I just want to say: "My voice is my passport. Verify me."

Then I'll be living my early 90s dream! (Anyone catch the reference?)

 

[DD88]

But only a few moments to fool a non techy pawpaw into entering their new user name and 15 digit password into a spoofed site. No super computer required. Or a device with the wrong unvetted 3rd party app on it that is monitoring key strokes and transmitting you passwords.

Correct, but I wouldn’t do that lol

 

[Cromulent]

I just want to say: "My voice is my passport. Verify me."

Then I'll be living my early 90s dream! (Anyone catch the reference?)

You can already do that with HSBC for example (in the UK at least).

 

[icanhazapple]

Get WebAuthN working with 3rd party software (Chrome) and the Apple Watch and I'll buy in.

 

[Premium1]

Functionally, for you, no difference. You'd still do a TouchID or FaceID. What's happening today is that entry from you is pulling your password out of the Keychain and pasting it into the fields for you. That password would instead be replaced by, if you'll allow me to illustrate this as best I can, with a one-time use token - like the old RSA tags or soft token you may have on your/work phone to sign into a VPN, or access a restricted system at work. There's additional layers of security that appear to work like PGP with a private key you control and generate public keys from, but the general gist of it is your password is replaced by a tokenized entry.

Makes sense.

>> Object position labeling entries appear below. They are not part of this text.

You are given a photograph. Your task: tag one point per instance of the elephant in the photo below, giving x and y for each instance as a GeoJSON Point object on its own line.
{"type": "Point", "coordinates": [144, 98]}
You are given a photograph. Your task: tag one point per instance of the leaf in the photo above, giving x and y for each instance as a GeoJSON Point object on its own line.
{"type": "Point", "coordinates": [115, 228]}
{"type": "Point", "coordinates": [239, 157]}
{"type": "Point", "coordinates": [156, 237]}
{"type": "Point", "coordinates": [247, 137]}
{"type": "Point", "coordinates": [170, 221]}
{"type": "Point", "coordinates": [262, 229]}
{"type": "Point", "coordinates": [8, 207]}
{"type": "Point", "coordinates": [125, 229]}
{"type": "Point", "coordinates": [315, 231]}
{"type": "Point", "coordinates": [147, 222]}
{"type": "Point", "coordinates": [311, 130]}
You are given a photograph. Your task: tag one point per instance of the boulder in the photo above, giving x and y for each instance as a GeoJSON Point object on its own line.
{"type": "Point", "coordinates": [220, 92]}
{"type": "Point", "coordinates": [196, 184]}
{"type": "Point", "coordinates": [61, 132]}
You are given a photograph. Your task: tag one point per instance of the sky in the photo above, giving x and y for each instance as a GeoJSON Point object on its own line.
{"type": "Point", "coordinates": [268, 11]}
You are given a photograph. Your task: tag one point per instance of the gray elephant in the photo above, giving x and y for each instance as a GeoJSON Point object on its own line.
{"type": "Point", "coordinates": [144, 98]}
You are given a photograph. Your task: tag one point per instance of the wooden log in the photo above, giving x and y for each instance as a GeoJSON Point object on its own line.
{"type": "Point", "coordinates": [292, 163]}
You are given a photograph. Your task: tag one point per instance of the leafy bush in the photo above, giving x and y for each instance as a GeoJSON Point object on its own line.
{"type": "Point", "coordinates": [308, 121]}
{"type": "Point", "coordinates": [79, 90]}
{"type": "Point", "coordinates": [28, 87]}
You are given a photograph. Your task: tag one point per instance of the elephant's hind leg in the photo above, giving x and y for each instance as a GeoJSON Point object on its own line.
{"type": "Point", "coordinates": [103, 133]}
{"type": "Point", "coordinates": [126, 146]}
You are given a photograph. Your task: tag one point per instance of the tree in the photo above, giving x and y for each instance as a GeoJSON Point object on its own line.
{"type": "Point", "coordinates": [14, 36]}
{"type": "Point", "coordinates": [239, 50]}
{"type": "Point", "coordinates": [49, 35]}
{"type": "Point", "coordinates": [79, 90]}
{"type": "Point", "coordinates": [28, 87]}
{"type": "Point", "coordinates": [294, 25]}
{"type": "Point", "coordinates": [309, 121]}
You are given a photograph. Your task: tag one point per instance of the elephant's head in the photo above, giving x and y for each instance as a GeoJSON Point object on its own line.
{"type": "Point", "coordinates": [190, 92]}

Thanks for explaining it better than apple did in their press release!

 

[Morgenland]

Exactly. You can use a Yubikey, for instance, instead of an iPhone.

What makes a yubikey interesting for you in the future while you already carry a phone?

 

[Scotticus]

So I’ve no idea how these work. Sounds great if you are using your own device. But what happens if you left your phone at home, and want to log on to, e.g. internet banking on a friend’s PC. Will it just be impossible? Or you’re on holiday and lose your phone, are you locked out of everything until you get your phone replaced when back home?

This is something I'm also wondering about. Yes, it's nice to be able to just use FaceID or my fingerprint to log in to a website, but I don't want to completely lose access to everything if I lose my phone or it's stolen.